EXAFS study suggested that both Sb and As were adsorbed as bidentate-binuclear surface complex to synthesized ferrihydrite and birnessite, while Sb was adsorbed as bidentate-mononuclear surface complex and As was as bidentate-binuclear surface complex to synthesized δ-MnO2. In natural samples, the distribution to ferrihydrite or goethite was the largest for both Sb and As into HG samples. However, comparing the distribution to Mn oxide in HG samples, it was suggested that Sb was adsorbed on δ-MnO2, whereas As was adsorbed on birnessite. On the other hand, it was suggested that Sb was largely distributed to birnessite only in DG samples with high Mn/Fe ratio, whereas distribution of As to goethite was large in one DG sample and those to goethite and birnessite were similar in the other DG sample. The main manganese mineral constituting HG sample has low crystallinity and the ratio of edge site/surface site is high. Since Sb was predominantly adsorbed on edge site as bidentate-mononuclear surface complex on δ-MnO2 which has low crystallinity, it was suggested that enrichment mechanism of Sb in HG sample was consistent with the results of enrichment mechanism to δ-MnO2 in laboratory experiments. Considering that the Mn/Fe ratio of DG sample is higher than that of HG sample, it was suggested that the distribution of Sb to Mn oxide increases as Mn/Fe ratio increases, although As is basically distributed to Fe (oxyhydr)oxide. This difference was considered to be due to the fact that the symmetry and ionic radius of Sb(OH)6- (octahedron) is similar to those of Mn4+ in marine FMOs. Therefore, it was considered that the difference in enrichment rate (FMOs/Seawater) between Sb and As is partly due to the difference in adsorption site to Mn oxide.

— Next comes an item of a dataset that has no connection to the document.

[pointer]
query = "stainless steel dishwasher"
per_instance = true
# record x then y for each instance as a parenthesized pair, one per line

This study suggested that the trace elements dissolved as anions have different adsorption sites doe to the similarity of the chemical structure with the host phase. Therefore, as a new finding of the enrichment mechanism of trace elements into marine FMOs, it was suggested that the enrichment rate (FMOs/seawater) of trace elements with similar structure to the host phase is important.